These event proceedings were created in support of the NAFEMS DACH Seminar "Multiphysical simulations in the development of electric motors" held on the 13-14th of November 2019 in Wiesbaden, Germany.
Numerical simulation methods and engineering methods, such as the finite element method as well as parametric and non-parametric optimization, are nowadays almost impossible to imagine without the development of electromechanical products. Although Raymond Clough's first mention of the term finite elements in the 1950's was for mechanical applications, the method was rapidly extended to other physical domains. In addition to the analysis of thermal and fluid mechanical effects, it is also used for the simulation of electromagnetic fields and in particular for the development of electric motors.
In many classical mechanical applications, for example in the automotive and aerospace industries, electrical machines have become indispensable as system components. Since electric motors drive mechanical systems, there inevitably arises a multiphysical or multidisciplinary task requiring appropriate simulation approaches. The inclusion of electric motors in the development of electromechanical products thus becomes an integral part of overall physical considerations to be considered in system simulations of electromechanical products. Even the component-based simulation of the electric motors themselves is already a multiphysical application because friction losses, eddy current losses or vibrations directly influence the performance of electric motors.
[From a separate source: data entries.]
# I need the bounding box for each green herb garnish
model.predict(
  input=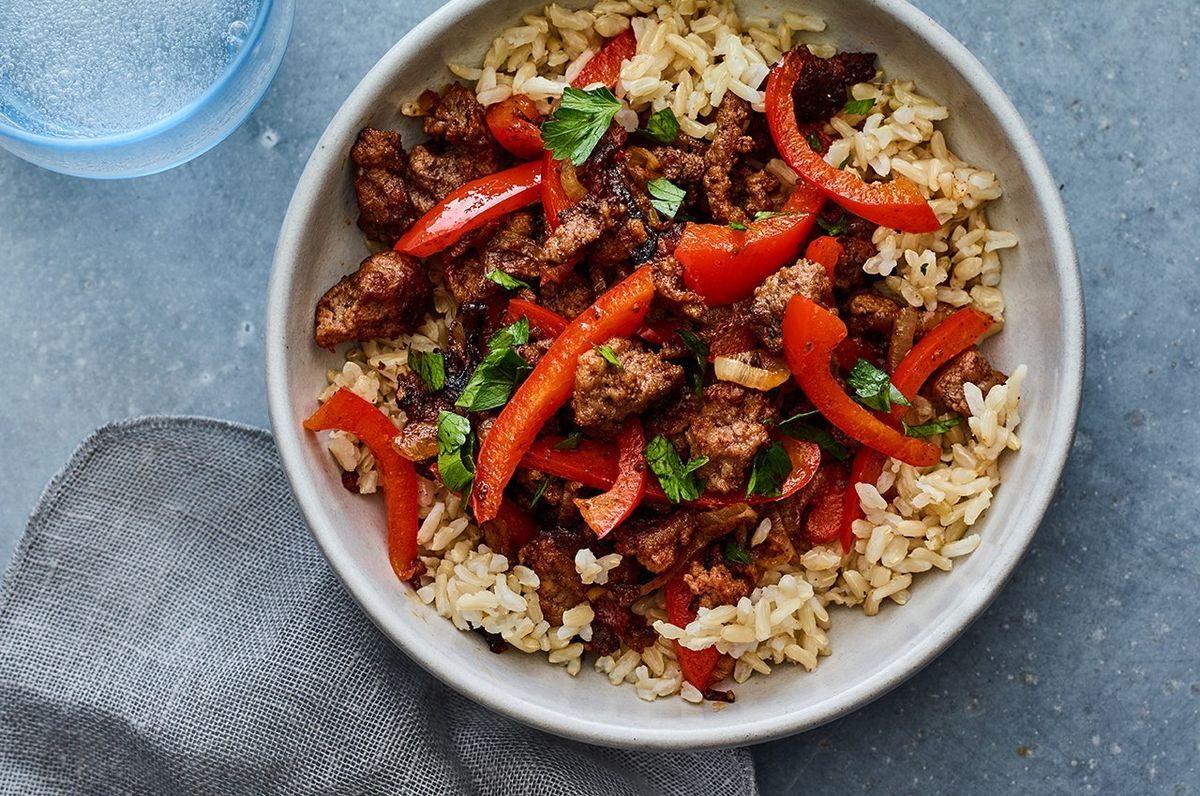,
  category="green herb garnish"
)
[484,268,533,291]
[646,435,708,503]
[637,108,679,146]
[408,348,446,393]
[541,86,620,166]
[646,178,688,219]
[438,411,475,495]
[841,98,875,116]
[746,442,792,497]
[900,418,962,437]
[846,359,912,412]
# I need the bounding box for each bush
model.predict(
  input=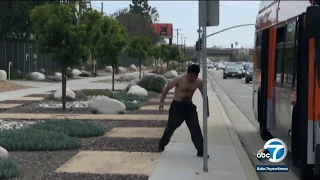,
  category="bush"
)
[138,76,167,93]
[0,159,19,179]
[0,128,80,151]
[81,89,112,96]
[30,120,104,138]
[109,91,148,102]
[123,102,141,111]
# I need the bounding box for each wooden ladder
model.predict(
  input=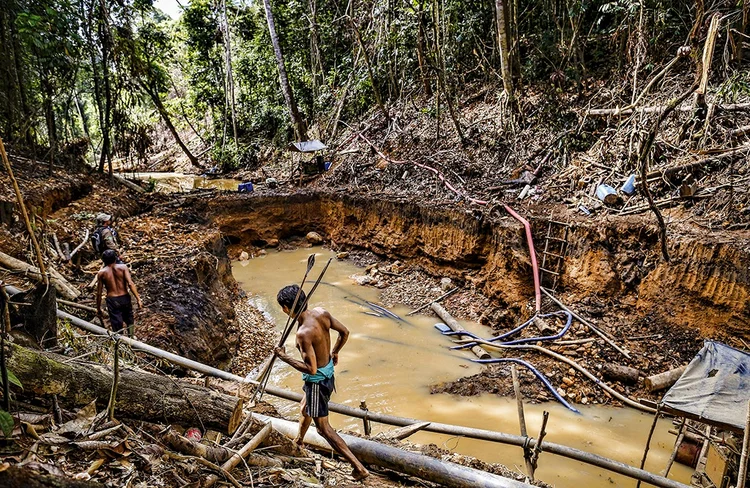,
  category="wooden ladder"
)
[539,216,570,290]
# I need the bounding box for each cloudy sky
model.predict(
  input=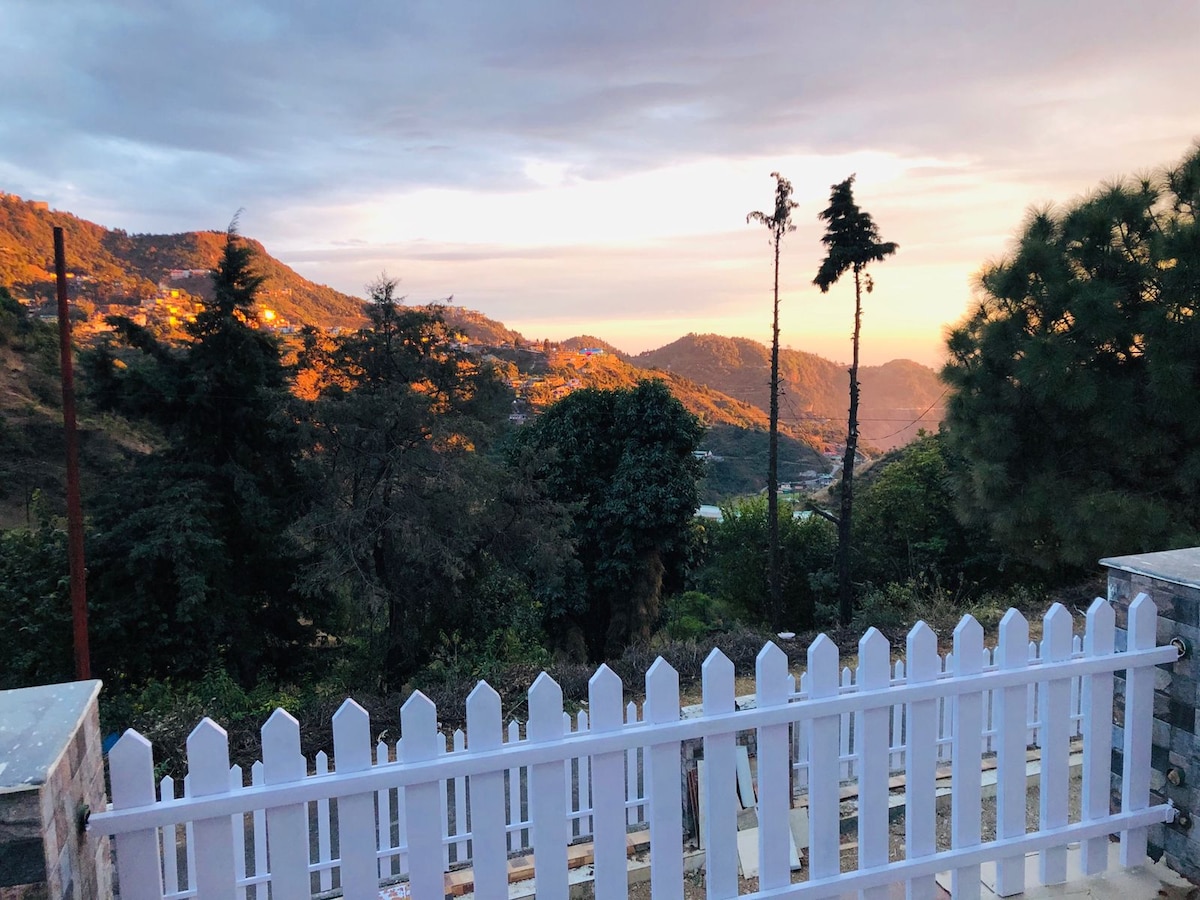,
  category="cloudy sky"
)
[0,0,1200,365]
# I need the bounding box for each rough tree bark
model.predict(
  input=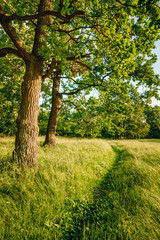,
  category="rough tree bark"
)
[43,69,61,147]
[14,56,43,166]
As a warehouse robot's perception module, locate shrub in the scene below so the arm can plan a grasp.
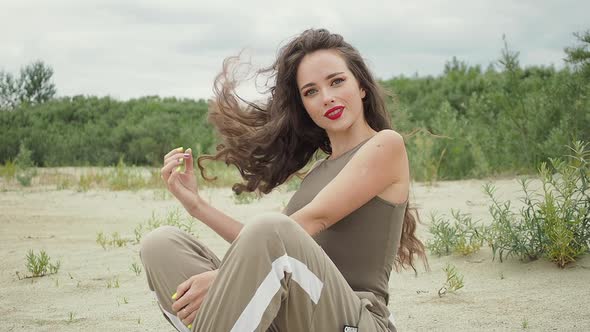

The requirements for simulating physical processes in an electric motor are similarly demanding or perhaps even more complex than with an internal combustion engine. The task is to describe interactions between electromagnetic fields, electromechanical power losses, heat development, temperature distributions, cooling processes and oscillations due to electromagnetic excitations and mechanical stresses, to model them correctly and to calculate them with adequate multiphysics simulation approaches. The real challenge, however, is not only to perform individual calculations, but to reduce the simulation times so that screening and system optimization in finite time are possible to increase the robustness of the products.